Tuesday, October 23, 2018

Notes on Money-Income Causality and Sticky Wages

The initial impetus for this post came from David Henderson's helpful encyclopedia entry for Christopher Sims. I found the money-income causality argument particularly interesting:
One of Sim's earliest famous contributions was his work on money-income causality, which was cited by the Nobel committee. Money and income move together, but which causes which? Milton Friedman argued that changes in the money supply caused changes in income, noting that the supply of money often rises before income rises. Keynesians such as James Tobin argued that changes in income caused changes in the amount of money. Money seems to move first, but causality, said Tobin and others, goes the other way: people hold more money when they expect income to rise in the future. 
Which view makes more sense? Upon applying Clive Granger's econometric test of causality, Sims concluded:
The hypothesis that causality is unidirectional from money to income [Friedman's view] agrees with the postwar U.S. data, whereas the hypothesis that causality is unidirectional from income to money [Tobin's view] is rejected.
Regular readers won't be surprised, that I also consider money-income causality effects in terms of tradable sector and non tradable sector contributions to general equilibrium outcome. Even as causality mostly originates via money to income, additional money supply (non inflationary) still originates in positive output changes. As always, real economy growth - or the lack of it - is the long run deciding factor.

While output growth is relatively transparent in tradable sectors, the lack of actual output transparency in (some forms of) non tradable sector activity, makes for too easy assumptions that causality may flow from income to money. Importantly, the income to money causality rationale can prove dangerous as well if carried too far. However, today's knowledge production dependency, which I've referred to as a form of secondary market, is so integral to economic activity that oft extensive price making in these areas isn't easy to discern. Price making in non tradable sector knowledge production can be all the more problematic, since it further impacts supply and demand for all markets in unpredictable ways.

Even though non tradable sector time based product depends on general equilibrium dimensions, once a nation's high skill professionals gain confidence in their country's resource capacity and market definition, wage or income demand becomes resistant to change, hence is "sticky downwards". Chances are, downward stickiness also provides rationale for the appearance of income to money causality, because a nation state will take extensive monetary and fiscal measures to maintain a given general equilibrium level, especially after general equilibrium conditions begin to suffer from too few ares of growth (wealth) origination.

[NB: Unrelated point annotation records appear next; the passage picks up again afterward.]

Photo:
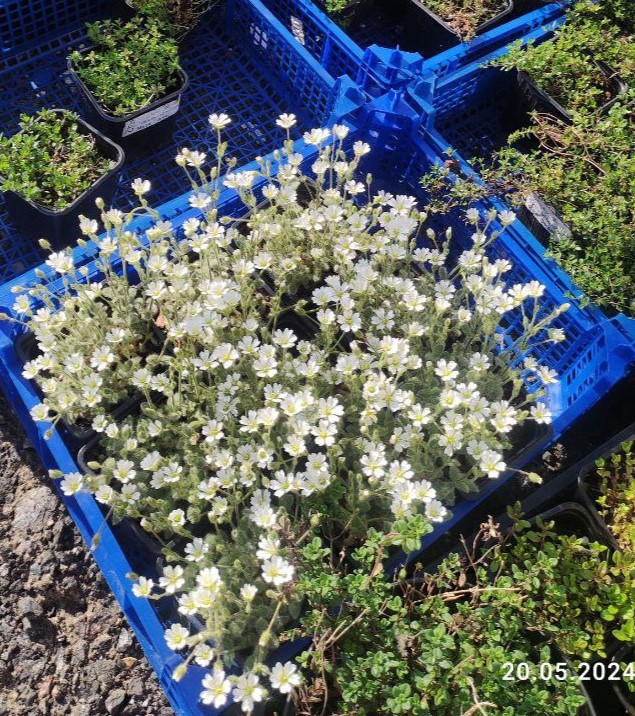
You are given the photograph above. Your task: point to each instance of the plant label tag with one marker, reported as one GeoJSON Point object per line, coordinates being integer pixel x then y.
{"type": "Point", "coordinates": [297, 29]}
{"type": "Point", "coordinates": [151, 118]}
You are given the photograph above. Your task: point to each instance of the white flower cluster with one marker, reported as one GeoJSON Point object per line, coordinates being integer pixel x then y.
{"type": "Point", "coordinates": [308, 367]}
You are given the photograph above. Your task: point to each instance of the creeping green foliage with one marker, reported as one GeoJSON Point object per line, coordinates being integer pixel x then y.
{"type": "Point", "coordinates": [565, 67]}
{"type": "Point", "coordinates": [130, 66]}
{"type": "Point", "coordinates": [441, 643]}
{"type": "Point", "coordinates": [616, 501]}
{"type": "Point", "coordinates": [585, 170]}
{"type": "Point", "coordinates": [175, 17]}
{"type": "Point", "coordinates": [465, 16]}
{"type": "Point", "coordinates": [50, 162]}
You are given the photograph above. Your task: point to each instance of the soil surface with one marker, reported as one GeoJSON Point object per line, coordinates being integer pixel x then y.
{"type": "Point", "coordinates": [65, 646]}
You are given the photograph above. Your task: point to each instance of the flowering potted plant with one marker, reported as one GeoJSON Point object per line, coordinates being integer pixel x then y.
{"type": "Point", "coordinates": [52, 170]}
{"type": "Point", "coordinates": [130, 81]}
{"type": "Point", "coordinates": [81, 349]}
{"type": "Point", "coordinates": [252, 438]}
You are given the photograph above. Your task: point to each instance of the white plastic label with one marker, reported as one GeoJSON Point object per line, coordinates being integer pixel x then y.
{"type": "Point", "coordinates": [297, 28]}
{"type": "Point", "coordinates": [151, 118]}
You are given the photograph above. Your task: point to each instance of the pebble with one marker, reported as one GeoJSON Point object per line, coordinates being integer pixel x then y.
{"type": "Point", "coordinates": [115, 701]}
{"type": "Point", "coordinates": [65, 649]}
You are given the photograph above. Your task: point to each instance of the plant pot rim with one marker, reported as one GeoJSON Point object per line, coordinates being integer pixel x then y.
{"type": "Point", "coordinates": [119, 158]}
{"type": "Point", "coordinates": [115, 119]}
{"type": "Point", "coordinates": [483, 27]}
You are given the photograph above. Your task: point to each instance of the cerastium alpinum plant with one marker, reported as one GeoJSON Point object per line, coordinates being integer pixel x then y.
{"type": "Point", "coordinates": [324, 368]}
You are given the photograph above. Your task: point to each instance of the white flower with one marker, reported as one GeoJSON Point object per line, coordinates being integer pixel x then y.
{"type": "Point", "coordinates": [446, 370]}
{"type": "Point", "coordinates": [507, 217]}
{"type": "Point", "coordinates": [176, 518]}
{"type": "Point", "coordinates": [196, 550]}
{"type": "Point", "coordinates": [209, 578]}
{"type": "Point", "coordinates": [316, 136]}
{"type": "Point", "coordinates": [277, 572]}
{"type": "Point", "coordinates": [143, 587]}
{"type": "Point", "coordinates": [286, 121]}
{"type": "Point", "coordinates": [124, 471]}
{"type": "Point", "coordinates": [248, 592]}
{"type": "Point", "coordinates": [61, 262]}
{"type": "Point", "coordinates": [88, 227]}
{"type": "Point", "coordinates": [268, 547]}
{"type": "Point", "coordinates": [240, 180]}
{"type": "Point", "coordinates": [40, 413]}
{"type": "Point", "coordinates": [340, 131]}
{"type": "Point", "coordinates": [492, 463]}
{"type": "Point", "coordinates": [472, 216]}
{"type": "Point", "coordinates": [104, 494]}
{"type": "Point", "coordinates": [547, 375]}
{"type": "Point", "coordinates": [72, 483]}
{"type": "Point", "coordinates": [172, 579]}
{"type": "Point", "coordinates": [435, 511]}
{"type": "Point", "coordinates": [248, 692]}
{"type": "Point", "coordinates": [176, 637]}
{"type": "Point", "coordinates": [284, 677]}
{"type": "Point", "coordinates": [540, 413]}
{"type": "Point", "coordinates": [141, 186]}
{"type": "Point", "coordinates": [203, 654]}
{"type": "Point", "coordinates": [216, 689]}
{"type": "Point", "coordinates": [360, 148]}
{"type": "Point", "coordinates": [219, 121]}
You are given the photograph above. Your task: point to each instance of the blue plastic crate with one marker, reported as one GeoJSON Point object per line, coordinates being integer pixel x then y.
{"type": "Point", "coordinates": [371, 55]}
{"type": "Point", "coordinates": [470, 112]}
{"type": "Point", "coordinates": [594, 356]}
{"type": "Point", "coordinates": [243, 63]}
{"type": "Point", "coordinates": [29, 23]}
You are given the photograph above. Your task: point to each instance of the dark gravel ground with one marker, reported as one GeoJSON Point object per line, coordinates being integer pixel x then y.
{"type": "Point", "coordinates": [65, 647]}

Wage stickiness in tradable sector activity is generally less of a problem. These points of wealth origination are often quick to respond to changes in supply and demand, in that output levels which directly contribute (internally) to nominal income aggregates, can be readily shifted. On the other hand, professional time based product in non tradable sector activity, where compensation is externally derived from existing monetary flows, lacks the flexibility to quickly respond to market changes. Hence the activity of the latter imposes restraints on general equilibrium conditions which may not be easy to recognize. In a recent follow up of an earlier popular post re sticky wages, David Glasner observes:
Market-clearing equilibrium requires not merely isolated price and wage cuts by individual suppliers of inputs and final outputs that will be consistent with market clearing, but a convergence of expectations about the prices of inputs and outputs. And there is no market mechanism that achieves that convergence of expectations.
Consider why this matters, for what have become the required societal inputs which ultimately result in a "final" form of high skill time based product. Presently, the costs of human capital - due to societal expectations - are resistant to the recent ability of digital potential to contribute to learning by doing processes which could greatly reduce these initial cost burdens. Nevertheless, not only does the asymmetric compensation of secondary market knowledge application provide immense skills flexibility, it is integral to the very framework in which much of today's wealth takes place. Sticky markets indeed!

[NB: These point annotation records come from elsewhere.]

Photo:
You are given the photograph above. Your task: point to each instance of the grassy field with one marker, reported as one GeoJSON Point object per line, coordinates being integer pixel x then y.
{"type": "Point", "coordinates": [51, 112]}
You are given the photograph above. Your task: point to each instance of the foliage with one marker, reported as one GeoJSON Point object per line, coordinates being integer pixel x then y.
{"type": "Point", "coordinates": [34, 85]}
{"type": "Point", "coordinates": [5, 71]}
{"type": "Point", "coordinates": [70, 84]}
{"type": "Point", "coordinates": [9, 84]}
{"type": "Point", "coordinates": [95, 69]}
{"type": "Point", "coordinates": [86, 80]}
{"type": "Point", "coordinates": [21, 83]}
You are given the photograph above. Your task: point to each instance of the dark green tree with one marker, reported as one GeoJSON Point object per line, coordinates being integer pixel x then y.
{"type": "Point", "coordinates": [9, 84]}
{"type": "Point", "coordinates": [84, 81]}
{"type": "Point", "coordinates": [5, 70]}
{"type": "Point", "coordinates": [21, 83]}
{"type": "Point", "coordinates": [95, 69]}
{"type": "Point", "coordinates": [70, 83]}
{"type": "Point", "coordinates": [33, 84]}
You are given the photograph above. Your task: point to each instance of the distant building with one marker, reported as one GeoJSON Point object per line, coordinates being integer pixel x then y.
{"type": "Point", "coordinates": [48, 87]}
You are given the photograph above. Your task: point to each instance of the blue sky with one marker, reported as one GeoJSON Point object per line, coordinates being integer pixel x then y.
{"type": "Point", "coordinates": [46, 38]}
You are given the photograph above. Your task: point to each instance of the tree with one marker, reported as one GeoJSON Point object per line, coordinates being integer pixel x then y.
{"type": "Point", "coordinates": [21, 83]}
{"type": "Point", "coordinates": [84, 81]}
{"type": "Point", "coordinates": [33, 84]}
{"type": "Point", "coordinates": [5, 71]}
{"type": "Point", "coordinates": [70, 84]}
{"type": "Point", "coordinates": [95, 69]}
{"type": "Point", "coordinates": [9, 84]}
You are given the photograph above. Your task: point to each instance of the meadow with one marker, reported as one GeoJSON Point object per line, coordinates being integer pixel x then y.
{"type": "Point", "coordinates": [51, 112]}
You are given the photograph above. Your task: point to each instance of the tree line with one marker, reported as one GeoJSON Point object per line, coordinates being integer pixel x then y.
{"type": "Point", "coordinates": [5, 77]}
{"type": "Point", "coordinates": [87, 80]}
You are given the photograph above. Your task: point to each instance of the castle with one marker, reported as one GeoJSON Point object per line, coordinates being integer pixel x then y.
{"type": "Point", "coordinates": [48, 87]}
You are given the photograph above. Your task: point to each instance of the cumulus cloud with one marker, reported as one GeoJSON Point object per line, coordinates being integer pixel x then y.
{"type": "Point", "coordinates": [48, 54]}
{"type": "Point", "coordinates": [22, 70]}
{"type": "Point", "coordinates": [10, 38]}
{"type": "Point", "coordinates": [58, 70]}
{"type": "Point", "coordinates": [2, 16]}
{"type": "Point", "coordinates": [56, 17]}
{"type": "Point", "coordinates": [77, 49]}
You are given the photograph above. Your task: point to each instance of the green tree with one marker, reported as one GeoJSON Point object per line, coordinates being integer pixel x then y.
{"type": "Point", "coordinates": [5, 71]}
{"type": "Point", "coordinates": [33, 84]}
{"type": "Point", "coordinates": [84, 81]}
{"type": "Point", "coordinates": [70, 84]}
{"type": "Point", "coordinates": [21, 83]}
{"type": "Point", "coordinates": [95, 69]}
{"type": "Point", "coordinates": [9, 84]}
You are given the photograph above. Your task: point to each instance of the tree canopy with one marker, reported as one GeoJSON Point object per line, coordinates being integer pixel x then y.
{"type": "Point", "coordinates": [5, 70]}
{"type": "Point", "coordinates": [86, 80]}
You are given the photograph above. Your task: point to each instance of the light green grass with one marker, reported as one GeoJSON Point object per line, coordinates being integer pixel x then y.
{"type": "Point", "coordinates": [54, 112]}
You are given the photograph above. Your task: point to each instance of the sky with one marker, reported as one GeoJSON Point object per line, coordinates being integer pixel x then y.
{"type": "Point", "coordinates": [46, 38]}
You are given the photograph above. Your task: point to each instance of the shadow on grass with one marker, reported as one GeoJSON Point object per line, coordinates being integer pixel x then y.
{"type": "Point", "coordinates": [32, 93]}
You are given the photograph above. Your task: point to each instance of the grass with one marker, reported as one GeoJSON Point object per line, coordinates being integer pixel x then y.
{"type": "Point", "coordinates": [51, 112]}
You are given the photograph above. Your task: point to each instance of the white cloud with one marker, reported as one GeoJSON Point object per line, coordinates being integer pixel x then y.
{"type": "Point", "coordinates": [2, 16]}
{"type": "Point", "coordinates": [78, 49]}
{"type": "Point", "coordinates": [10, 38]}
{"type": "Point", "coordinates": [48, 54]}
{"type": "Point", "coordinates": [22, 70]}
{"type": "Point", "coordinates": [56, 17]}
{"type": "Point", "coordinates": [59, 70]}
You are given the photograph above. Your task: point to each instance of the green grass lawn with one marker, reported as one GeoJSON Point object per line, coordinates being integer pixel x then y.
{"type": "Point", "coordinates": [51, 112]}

Hence what is now needed, is a digitally enhanced supply side structure for knowledge production, which can generate new wealth capacity to restore a growth frontier along the margins of today's NIMBY general equilibrium. A symmetrically aligned organizational structure creates internal reciprocity, which in turn makes internal coordination a viable economic option. After all, as Glasner rightly explained, it can be all but impossible to achieve the coordination of labour markets at a general equilibrium level. Fortunately, it's still feasible to create defined equilibrium settings at local levels, where the time value of our labour might once again contribute to overall growth and productivity.